After a few trips back home to help remedy my ailments, I decided it was time to take responsibility for my happiness. After joining a really good church, I decided to join a small group women’s Bible study. Following that decision, I went on a women’s retreat and stayed in a room with three women from the group. I also volunteered to host an apartment-warming for a member of our group. In addition, I attended other social events with ladies from the group and called or e-mailed them from time to time. That group was key to my successfully transitioning to my new state. Three years later I still have a special bond with those women.

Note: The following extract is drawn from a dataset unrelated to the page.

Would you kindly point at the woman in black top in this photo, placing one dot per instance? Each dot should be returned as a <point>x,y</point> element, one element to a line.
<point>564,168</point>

What state are you in? Do you feel lonely? Isolated? Depressed? What is God saying to you? You may have a wonderful relationship with Him, but He may be calling you to connect with other women. Or perhaps you think you’re doing okay by yourself. The poet John Donne said, “No man is an island unto himself.” God is calling His women to be bridge builders! Who is He showing you? Perhaps it’s a neighbor, someone who doesn’t look like you or talk like you. What’s your excuse? Your feeling of isolation may be His push to get you to move outside yourself. Look around. Your mission field might just be your next door neighbor. Don’t be afraid. A kind word goes a long way. While He calls some to go across the seas, He calls others to look next door.
Press pass your insecurities. Philippians 4:13 (NKJV) reads, “I can do all things through Christ who strengthens me.”